Given the prevalence of medication non-adherence in people who have anosognosia, researchers have explored several strategies within psychotherapy that can help people with SMI to improve insight. There are some psychological interventions like cognitive behavioral therapy for psychosis (CBT-P) that may also improve insight to some extent. However, research also indicates that clinical symptoms may need to improve with medication before people with schizophrenia can benefit from therapies that target cognitive functioning.
Antipsychotic medications can be a useful tool for many people with SMI to manage their symptoms and improve their quality of life. There is some evidence to suggest that antipsychotic medications can also improve insight, with the biggest improvements occurring in the first three months of treatment. However, despite the significant impact of the role of insight in treatment adherence, few studies of antipsychotic medications have focused on insight as a primary outcome.
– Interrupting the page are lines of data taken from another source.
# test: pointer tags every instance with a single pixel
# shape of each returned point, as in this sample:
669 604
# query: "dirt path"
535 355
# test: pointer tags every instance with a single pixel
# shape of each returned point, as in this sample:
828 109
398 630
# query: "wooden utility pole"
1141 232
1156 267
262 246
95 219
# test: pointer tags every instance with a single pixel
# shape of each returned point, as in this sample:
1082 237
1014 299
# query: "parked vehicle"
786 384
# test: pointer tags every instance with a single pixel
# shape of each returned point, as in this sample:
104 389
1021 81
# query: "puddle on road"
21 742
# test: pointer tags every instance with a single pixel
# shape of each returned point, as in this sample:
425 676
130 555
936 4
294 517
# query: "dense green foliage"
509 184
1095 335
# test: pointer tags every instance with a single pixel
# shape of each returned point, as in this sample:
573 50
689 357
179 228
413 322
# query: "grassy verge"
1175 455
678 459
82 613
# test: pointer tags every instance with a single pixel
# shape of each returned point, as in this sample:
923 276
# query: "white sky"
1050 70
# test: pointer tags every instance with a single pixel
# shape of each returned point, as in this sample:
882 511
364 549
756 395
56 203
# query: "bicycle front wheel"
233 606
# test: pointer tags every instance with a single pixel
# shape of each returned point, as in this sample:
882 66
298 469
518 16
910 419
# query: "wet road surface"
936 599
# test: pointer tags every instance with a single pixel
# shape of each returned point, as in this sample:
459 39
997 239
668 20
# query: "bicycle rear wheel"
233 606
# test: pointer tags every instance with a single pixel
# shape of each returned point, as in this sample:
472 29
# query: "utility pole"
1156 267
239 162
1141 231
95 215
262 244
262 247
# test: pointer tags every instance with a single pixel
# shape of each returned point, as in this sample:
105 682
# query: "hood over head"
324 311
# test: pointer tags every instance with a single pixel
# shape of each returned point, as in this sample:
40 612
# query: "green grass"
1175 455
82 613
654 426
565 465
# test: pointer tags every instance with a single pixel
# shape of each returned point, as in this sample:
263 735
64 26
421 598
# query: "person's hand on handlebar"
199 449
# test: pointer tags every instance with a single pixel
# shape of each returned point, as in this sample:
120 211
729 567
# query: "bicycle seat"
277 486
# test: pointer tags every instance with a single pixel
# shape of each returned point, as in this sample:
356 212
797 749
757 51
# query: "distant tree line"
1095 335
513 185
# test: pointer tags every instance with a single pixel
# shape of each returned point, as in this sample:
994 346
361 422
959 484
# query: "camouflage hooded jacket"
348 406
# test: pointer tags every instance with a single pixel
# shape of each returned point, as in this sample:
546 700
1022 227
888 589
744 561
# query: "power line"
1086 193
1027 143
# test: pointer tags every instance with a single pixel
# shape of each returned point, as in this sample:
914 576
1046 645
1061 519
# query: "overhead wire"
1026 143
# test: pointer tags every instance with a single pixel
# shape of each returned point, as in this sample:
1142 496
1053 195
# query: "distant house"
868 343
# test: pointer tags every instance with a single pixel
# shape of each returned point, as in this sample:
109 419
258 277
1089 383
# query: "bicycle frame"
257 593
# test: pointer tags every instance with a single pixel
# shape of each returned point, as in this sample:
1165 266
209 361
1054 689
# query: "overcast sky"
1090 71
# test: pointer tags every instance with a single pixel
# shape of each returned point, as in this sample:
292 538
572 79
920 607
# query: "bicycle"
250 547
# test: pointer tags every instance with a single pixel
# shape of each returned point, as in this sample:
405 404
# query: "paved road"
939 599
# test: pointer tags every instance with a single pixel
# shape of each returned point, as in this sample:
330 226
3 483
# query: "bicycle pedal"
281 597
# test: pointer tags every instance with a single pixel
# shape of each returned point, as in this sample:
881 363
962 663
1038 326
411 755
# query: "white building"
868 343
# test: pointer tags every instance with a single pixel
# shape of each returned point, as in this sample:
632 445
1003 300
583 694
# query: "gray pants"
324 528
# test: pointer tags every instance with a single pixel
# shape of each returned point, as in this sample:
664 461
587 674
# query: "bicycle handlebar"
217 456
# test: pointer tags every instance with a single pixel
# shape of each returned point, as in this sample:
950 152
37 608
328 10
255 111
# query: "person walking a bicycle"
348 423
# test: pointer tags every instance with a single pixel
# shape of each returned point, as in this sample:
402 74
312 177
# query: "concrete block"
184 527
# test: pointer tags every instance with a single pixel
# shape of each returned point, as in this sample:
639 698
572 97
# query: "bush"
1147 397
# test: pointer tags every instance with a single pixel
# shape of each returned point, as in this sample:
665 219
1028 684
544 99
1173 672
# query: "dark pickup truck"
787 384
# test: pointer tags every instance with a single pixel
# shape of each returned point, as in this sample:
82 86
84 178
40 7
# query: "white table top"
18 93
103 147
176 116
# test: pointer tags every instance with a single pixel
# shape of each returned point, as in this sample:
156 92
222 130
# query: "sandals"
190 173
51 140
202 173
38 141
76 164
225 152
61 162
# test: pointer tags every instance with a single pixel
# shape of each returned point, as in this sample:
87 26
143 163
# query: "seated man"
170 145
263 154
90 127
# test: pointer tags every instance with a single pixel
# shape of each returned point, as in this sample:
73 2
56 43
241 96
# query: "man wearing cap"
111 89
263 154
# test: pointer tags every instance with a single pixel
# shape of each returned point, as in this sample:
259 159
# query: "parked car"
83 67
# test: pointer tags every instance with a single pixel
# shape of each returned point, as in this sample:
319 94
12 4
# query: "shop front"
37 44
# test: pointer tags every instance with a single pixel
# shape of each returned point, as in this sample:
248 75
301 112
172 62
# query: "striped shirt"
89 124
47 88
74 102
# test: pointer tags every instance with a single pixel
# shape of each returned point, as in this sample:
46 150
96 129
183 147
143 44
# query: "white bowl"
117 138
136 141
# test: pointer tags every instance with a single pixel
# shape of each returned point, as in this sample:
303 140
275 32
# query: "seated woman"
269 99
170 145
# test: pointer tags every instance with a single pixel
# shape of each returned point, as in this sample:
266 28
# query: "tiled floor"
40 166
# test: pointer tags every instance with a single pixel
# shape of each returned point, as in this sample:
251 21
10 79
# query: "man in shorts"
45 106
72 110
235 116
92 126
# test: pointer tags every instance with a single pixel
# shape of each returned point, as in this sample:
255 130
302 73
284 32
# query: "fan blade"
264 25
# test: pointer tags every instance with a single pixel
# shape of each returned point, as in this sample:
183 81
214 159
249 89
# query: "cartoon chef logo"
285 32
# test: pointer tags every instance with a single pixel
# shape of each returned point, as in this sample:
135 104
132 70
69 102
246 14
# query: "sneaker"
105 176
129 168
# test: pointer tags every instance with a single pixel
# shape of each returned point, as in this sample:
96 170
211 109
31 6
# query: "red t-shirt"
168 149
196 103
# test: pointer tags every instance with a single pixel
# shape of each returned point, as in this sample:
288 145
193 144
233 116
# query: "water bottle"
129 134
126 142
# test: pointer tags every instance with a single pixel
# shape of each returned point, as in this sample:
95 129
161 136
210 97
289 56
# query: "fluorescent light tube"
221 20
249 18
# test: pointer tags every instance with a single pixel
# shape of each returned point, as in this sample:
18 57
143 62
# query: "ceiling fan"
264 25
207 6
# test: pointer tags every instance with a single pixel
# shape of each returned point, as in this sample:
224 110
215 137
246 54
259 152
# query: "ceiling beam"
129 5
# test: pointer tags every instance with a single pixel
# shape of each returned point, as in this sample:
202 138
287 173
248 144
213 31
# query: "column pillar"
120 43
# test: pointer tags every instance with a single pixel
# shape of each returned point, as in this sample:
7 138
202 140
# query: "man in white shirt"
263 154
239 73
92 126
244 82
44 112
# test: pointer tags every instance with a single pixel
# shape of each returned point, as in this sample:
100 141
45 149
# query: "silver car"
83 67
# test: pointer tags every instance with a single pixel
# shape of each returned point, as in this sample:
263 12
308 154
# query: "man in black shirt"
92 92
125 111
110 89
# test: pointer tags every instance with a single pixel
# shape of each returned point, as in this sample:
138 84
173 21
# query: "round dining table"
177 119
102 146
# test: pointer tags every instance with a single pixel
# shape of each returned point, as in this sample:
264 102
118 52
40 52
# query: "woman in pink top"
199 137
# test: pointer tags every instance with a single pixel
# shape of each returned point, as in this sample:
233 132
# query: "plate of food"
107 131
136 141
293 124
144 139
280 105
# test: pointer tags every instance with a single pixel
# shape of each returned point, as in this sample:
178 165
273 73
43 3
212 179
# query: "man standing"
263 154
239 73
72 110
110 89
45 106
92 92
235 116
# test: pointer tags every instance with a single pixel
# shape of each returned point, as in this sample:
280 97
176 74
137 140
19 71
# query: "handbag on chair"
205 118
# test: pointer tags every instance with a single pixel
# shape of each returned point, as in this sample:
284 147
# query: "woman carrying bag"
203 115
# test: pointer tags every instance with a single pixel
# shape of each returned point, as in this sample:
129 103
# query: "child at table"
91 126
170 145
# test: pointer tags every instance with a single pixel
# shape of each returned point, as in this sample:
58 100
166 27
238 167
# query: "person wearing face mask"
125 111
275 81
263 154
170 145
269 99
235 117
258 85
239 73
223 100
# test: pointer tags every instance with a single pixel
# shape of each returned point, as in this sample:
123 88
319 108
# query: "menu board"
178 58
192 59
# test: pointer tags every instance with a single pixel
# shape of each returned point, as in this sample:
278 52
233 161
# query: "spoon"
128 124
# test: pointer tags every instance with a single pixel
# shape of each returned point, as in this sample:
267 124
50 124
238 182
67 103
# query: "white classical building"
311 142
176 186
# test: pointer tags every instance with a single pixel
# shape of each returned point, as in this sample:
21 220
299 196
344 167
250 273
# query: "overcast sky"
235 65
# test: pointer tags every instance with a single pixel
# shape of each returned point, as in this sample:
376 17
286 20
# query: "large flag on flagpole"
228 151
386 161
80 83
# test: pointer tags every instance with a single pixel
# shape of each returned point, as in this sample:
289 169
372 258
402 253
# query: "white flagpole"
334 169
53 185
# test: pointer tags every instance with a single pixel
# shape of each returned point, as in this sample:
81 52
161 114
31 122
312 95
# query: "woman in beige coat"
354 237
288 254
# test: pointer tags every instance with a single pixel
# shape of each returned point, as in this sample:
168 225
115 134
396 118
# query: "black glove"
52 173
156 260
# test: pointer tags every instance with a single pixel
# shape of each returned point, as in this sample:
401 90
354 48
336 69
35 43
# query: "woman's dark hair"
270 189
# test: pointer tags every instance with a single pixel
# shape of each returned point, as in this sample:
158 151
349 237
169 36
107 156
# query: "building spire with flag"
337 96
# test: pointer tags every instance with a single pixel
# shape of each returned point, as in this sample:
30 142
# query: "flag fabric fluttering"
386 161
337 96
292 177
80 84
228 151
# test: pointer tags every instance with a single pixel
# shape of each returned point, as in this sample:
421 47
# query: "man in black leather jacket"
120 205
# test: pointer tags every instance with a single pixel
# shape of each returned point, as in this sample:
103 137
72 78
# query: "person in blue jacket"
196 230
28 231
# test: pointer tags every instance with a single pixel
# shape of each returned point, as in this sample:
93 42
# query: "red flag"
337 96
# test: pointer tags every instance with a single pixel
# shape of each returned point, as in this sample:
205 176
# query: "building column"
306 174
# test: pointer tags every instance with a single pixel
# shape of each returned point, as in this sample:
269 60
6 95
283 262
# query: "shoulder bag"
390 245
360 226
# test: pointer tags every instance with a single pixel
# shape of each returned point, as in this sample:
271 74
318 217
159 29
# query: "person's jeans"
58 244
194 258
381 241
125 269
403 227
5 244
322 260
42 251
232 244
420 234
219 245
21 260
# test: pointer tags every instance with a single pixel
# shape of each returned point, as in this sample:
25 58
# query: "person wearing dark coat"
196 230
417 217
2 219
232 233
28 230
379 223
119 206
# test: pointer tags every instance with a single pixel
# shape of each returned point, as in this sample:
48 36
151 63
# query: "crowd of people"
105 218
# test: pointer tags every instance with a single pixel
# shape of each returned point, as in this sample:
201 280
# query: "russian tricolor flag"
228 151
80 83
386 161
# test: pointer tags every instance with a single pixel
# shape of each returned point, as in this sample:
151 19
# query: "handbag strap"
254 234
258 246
tDCS is a type of non-invasive brain stimulation that is safe, painless, inexpensive and has been shown to improve symptoms for a variety of mental illnesses, particularly major depressive disorder. tDCS has also been shown to improve insight for people with schizophrenia. In a systematic review that examined the impact of tDSC on insight in thirteen randomized controlled trials, patients with schizophrenia who received at least ten sessions of tDCS had improved insight into their illness, compared to those who did not receive tDCS.

The insight paradox
Improvements in insight are associated with a number of positive outcomes for people with SMI including fewer hospital readmissions, improved functioning, and decreased likelihood of violence. However, higher levels of insight have also been associated with higher suicide risk, depression, self-stigma, emotional distress, and lower levels of hope.
The association between better insight and higher psychological distress may exist because people with anosognosia are protected from the stigma attached to an SMI diagnosis because they do not believe they have an illness. They may also be protected from the distress of experiencing psychotic symptoms when they cannot perceive a difference between their symptoms and reality. Improved insight into illness may increase suicidality when a better understanding of illness-induced life changes causes increased feelings of self-stigma, hopelessness, and depression.
This relationship between anosognosia and suicidality has been called the ‘insight paradox.’ To mitigate this risk, it is important to provide patients with psychosocial interventions that help to reduce internalized stigma, maintain hope, and process traumatic experiences, especially as levels of insight improve.